当前,世界上流行着两种类型的政府,第一种是实行选举的代议制政府;第二种是世袭继承制政府。前者通称共和国;后者通称君主政体和贵族政体。
这两种截然不同而又对立的形式是建立在理性与愚昧这两种截然不同而又对立的基础之上的。由于执政需要才智和能力,而才智和能力是不能遗传的。因此,显而易见,世袭继承制要求取得一种非人的理性所能接受而只能建立在他的愚昧之上的信仰;一个国家的人民越是愚昧无知,就越适应于这种类型的政府。
反之,在一个组织建全的共和国里,政府却无需取得超越人的理性的信仰。他理解整个制度及其来历和实施;而且,由于理解最深,支持也最有力,人的才能就可以大胆发挥,并且可以在这种形式的政府下发扬一种巨大的英雄气概。
由于这两种形式的政府是在不同的基础上活动的,一种靠理性而另一种靠愚味自由行动,我们下一步就得研究推动称为混合政府的那种类型的政府究竟是什么,这种政府有时还荒唐无稽地标榜为无所不包的政府。
这种类型的政府的动力是必须行贿。

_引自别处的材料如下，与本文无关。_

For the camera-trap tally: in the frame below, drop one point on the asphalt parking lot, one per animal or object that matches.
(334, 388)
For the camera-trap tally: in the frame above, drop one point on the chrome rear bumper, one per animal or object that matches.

不管混合政府的选举和代表性是多么不完善,它们总还得比世袭政府多讲一些理性;因此,就非收买理性不可。
混合政府是个不完善的混合体,通过贿赂把许多不协调的部分结合起来,作为一个整体活动。柏克先生对法国决定举行革命而未采取他所谓的“一部英国式宪法”深痛恶绝;他在这方面所表露出来的遗憾心情,叫人疑心英国宪法需要某些东西来把它的种种缺陷掩盖起来。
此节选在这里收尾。